The theme of our origin has been done and dusted in Hollywood. If you are a movie freak, you must have seen a lot of sci-fi flicks, you must be familiar with many names which revolve around the same theme. I don’t read sci-fi books, but I’m sure the origin of mankind is not exactly a new topic to debate upon even in the literature world.
When I had read a few pages of the book, a fear started enveloping me about how it will end. Of course, I will talk about the climax of origin, but let me first discuss about all those 400 pages before that.
I am quite disappointed with the writing.
Dan Brown has done literally zero efforts in coming up with something cannot be related to his previous books in the Robert Langdon series. Well, I have never had a problem with it up till now. That is because I always loved how Langdon worked towards uncovering a mystery and all the facts that were revealed in the process. Also, the whole journey used to be thrilling and fast paced.
In Origin, Robert Langdon has only a little to do. In most of the pages, you will read about what is happening post the death of a person who was about to make a huge announcement. It felt like Robert was just a little part of the huge mess. The book was piled up with unnecessary characters and subplots that just made it thick and less intriguing. In the whole plot, Robert just had to (spoiler ahead) find the password of Kirsch’s phone. Of course, the plot twists occur, but they are way too predictable.
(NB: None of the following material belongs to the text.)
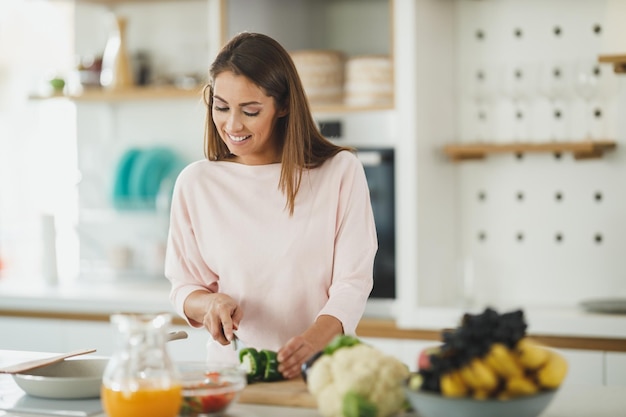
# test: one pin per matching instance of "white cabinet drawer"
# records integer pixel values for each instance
(615, 368)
As usual, the female supporting lead has only a little to do (well, Brown didn’t even give enough space to Langdon this time). It becomes agitating when you already know what is going to happen next. But the author takes you through thirty some pages before telling you exactly what you had in mind.
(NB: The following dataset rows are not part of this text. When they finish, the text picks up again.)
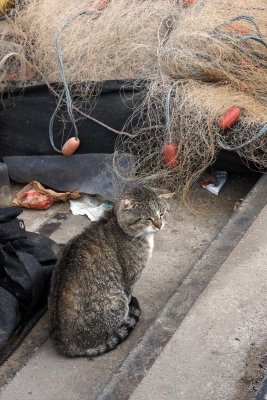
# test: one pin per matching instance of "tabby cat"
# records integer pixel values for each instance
(91, 304)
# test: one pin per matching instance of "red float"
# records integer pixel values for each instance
(70, 146)
(171, 155)
(229, 117)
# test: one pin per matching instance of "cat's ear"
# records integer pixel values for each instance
(163, 193)
(127, 202)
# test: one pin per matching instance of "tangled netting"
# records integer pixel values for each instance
(195, 59)
(212, 56)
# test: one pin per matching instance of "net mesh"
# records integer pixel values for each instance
(195, 61)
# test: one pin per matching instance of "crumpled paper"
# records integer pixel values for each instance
(92, 206)
(34, 195)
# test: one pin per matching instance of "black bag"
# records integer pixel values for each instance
(26, 263)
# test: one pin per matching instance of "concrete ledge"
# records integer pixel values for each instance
(141, 358)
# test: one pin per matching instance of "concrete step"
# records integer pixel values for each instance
(174, 267)
(219, 350)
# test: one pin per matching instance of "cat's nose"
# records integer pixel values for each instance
(158, 223)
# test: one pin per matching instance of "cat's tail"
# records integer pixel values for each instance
(121, 334)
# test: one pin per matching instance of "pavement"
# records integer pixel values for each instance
(203, 330)
(208, 355)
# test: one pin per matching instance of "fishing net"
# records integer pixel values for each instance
(194, 59)
(95, 40)
(212, 57)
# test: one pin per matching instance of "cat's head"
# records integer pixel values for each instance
(141, 211)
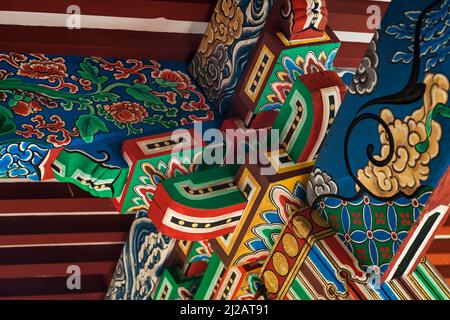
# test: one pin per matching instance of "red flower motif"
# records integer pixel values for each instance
(333, 221)
(405, 219)
(356, 218)
(44, 69)
(181, 80)
(380, 217)
(127, 112)
(385, 252)
(26, 108)
(361, 253)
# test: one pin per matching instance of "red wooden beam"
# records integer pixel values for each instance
(352, 15)
(50, 286)
(60, 254)
(65, 224)
(190, 10)
(98, 42)
(62, 238)
(55, 269)
(70, 296)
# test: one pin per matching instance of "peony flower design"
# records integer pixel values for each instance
(44, 69)
(371, 229)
Origin takes inspiration from our present world.
You do get the idea of how news travel in the modern world. How the technology is used in a different manner by common people and then that in the dark corners of the internet. We do have a question in our mind with all the advancements – “Where are we going?” This is supposedly the next big revelation Kirsch was about to make and according to his statement it was more shocking than our origin.
The Climax of Origin
There will be spoilers ahead. Don’t read if you haven’t read the book yet. To be humble, the book did not break any new grounds with the much hyped revelation. After such a huge build up, when the answer was finally revealed, I had simply stopped caring about it. But anyhow, it was better than the answer for ‘Where are we going?’. It was so generic that I believe 8 out of the 10 movies we see are developed around the same concept. Of course, we know that the machines are going to be a significant part of our lives. The hybrid models are not too far as well. We are already using AI in our day to day routine. Amendments are being made in the field of science to embed that intelligence in our body. Well, the pacemakers and tony bots cleaning our blood are a few examples.
In a nutshell, I just want to say that the climax did not have a shocking value. The answers provided were something we have already seen or read about. To top that, Brown also threw in a plot twist after the climax of the book. Well, I did not see that coming and that is probably because I had lost interest. But it was over the top and lazily tried proving how AI is a dangerous entity and something that cannot be fully controlled. Don’t tell me that comes as a surprise to you!
Overall, I was not impressed this time.
I found Origin quite okayish and so far it is the only book by Brown that I did not enjoy. I wish I could remove about 200 pages from the book and make it more crisp. It could actually prove to be a fast paced and thrilling journey then. If you are a fan and have read his previous books, I know there’s no stopping you. However, do not expect it to be great.
Historically, the most dangerous men on earth were men of God…especially when their gods became threatened.
In the beginning, man created god.
May our philosophies keep pace with our technologies. May our compassion keep pace with our powers. And may love, not fear, be the engine of change.
Love is a private thing. The world does not need to know.